O.K., admittedly “totally edible” does not come across as a ringing endorsement. I wouldn’t look for it on menus any time soon.
From my perspective, though, totally edible feels like a total triumph!
First an update: Despite being officially reprieved from the Massively Allergen-Free Diet, I’ve stalled out on re-introducing foods thanks to what may or may not be esophageal yeast. The symptoms are the same yeasty symptoms as before, but it’s not responding at all to the anti-fungal medication.
The latest suggestion from Dr. Eos is that I’m experiencing an effect of the eos themselves, so we’ll try another bit of fluconazole, and then back to budesonide. For the moment, the only dietary additions in the last two weeks have been chicken and rice.
But what a difference some rice makes! It’s been on my plate nearly every day: white rice, brown rice, rice pilaf, volcano rice, rice noodles, rice puffs, rice milk. Happy, happy!

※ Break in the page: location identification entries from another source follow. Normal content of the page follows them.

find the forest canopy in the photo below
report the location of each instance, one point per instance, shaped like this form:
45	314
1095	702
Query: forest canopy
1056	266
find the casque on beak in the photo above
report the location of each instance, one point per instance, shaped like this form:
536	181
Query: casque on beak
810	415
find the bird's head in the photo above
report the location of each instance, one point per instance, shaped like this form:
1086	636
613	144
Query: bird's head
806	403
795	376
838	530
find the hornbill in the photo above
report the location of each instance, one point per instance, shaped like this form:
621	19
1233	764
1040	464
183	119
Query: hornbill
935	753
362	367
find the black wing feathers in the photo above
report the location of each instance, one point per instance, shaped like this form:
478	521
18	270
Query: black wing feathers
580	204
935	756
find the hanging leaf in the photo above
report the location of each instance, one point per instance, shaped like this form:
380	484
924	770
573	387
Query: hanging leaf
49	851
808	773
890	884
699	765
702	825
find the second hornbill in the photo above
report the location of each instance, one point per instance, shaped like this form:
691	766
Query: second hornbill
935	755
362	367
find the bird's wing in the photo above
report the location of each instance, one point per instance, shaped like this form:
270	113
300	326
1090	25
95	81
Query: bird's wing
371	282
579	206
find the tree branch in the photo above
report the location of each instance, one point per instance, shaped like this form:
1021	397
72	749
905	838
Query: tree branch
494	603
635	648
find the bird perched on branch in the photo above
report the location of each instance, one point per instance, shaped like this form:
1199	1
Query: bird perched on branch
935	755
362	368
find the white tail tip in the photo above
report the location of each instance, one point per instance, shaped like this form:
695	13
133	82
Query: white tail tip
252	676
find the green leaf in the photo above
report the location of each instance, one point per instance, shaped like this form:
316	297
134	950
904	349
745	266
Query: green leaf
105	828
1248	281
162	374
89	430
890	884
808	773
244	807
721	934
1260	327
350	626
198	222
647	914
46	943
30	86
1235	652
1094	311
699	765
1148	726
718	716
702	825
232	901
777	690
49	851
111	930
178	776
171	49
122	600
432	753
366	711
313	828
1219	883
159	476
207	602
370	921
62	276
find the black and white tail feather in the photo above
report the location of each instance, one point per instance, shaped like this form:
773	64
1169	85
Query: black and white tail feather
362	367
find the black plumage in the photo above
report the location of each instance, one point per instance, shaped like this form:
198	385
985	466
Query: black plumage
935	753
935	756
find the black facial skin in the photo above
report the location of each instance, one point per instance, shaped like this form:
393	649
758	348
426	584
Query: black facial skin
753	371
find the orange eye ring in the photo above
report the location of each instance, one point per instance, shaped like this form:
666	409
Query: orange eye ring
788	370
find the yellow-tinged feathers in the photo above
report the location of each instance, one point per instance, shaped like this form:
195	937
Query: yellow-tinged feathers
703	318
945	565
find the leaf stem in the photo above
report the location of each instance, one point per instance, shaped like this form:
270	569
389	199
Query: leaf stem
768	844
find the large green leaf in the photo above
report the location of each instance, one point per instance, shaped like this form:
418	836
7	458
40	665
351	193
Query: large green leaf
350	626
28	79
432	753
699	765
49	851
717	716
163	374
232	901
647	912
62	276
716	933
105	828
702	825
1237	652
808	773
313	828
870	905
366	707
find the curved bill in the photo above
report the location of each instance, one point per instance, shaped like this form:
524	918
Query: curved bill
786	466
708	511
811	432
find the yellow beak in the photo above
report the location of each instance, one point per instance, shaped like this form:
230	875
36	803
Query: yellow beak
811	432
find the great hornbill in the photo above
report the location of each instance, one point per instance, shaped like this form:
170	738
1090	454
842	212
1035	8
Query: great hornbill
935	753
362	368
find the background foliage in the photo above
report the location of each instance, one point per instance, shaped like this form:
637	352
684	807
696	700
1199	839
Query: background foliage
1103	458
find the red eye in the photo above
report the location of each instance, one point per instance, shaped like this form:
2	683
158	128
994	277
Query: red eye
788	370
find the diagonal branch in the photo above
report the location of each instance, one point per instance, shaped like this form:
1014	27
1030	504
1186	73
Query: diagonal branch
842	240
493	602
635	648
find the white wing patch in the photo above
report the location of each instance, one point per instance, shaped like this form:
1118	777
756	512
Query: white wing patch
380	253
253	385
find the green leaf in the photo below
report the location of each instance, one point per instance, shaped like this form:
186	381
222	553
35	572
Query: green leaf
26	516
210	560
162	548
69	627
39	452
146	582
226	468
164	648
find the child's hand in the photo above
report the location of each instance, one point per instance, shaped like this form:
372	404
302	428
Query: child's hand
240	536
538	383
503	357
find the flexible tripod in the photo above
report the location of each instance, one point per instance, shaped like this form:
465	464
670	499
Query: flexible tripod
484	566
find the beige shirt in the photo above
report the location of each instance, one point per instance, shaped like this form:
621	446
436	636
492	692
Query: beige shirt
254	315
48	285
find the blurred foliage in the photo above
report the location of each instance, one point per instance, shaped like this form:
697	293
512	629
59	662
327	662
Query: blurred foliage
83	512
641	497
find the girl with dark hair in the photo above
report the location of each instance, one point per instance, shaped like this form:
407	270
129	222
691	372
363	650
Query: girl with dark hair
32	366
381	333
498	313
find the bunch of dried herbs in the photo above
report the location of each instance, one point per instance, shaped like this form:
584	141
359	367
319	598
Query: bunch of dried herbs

What makes me even happier is the chance to satisfy cravings I’ve had for weeks for something pasta-y and, even more, for something creamy.
I was going to wait until the weekend to muck around in the kitchen, but Twitter encouragement from colettefmartin, eah1234, and vegetarianmamma made waiting just too hard.
This recipe definitely needs some tweaking, but it was an entirely satisfying and, dare I say, rather thrilling first pass!
Totally Edible Non-Mac and Non-Cheese (First Draft)
This makes only about a serving and a half, since I didn’t want to go overboard first time ‘round. It was inspired by Chef Chloe’s awesome but potentially allergenic vegan mac and cheese.
Cooked rice pasta (I used rotini)
2 Tbs. canola oil
3 Tbs. gluten-free flour mix. (I’m sure a commercial preparation is fine, but I made my own: 1 part sorghum flour, 1 part rice flour, 1.5 parts tapioca starch)
1 cup plain rice milk
¼ tsp. salt
1/8 tsp. ground mustard
3 Tbs. nutritional yeast
1 tsp. lemon juice
Tiny dab allergen-free ketchup (or regular ketchup, or tomato paste)
1 Tbs. agave nectar
- Heat the oil in a saucepan over low heat.
- Whisk in the flour mix and keep whisking for about 5 minutes until well incorporated. The mixture should be a little foamy and seem a little cooked.
- Slowly add the rice milk, stirring constantly. Keep stirring until the mixture bubbles and thickens.
- Stir in the remaining ingredients and heat through.
- Pour over the pasta. (I added in some cooked green peas, too, just for fun.)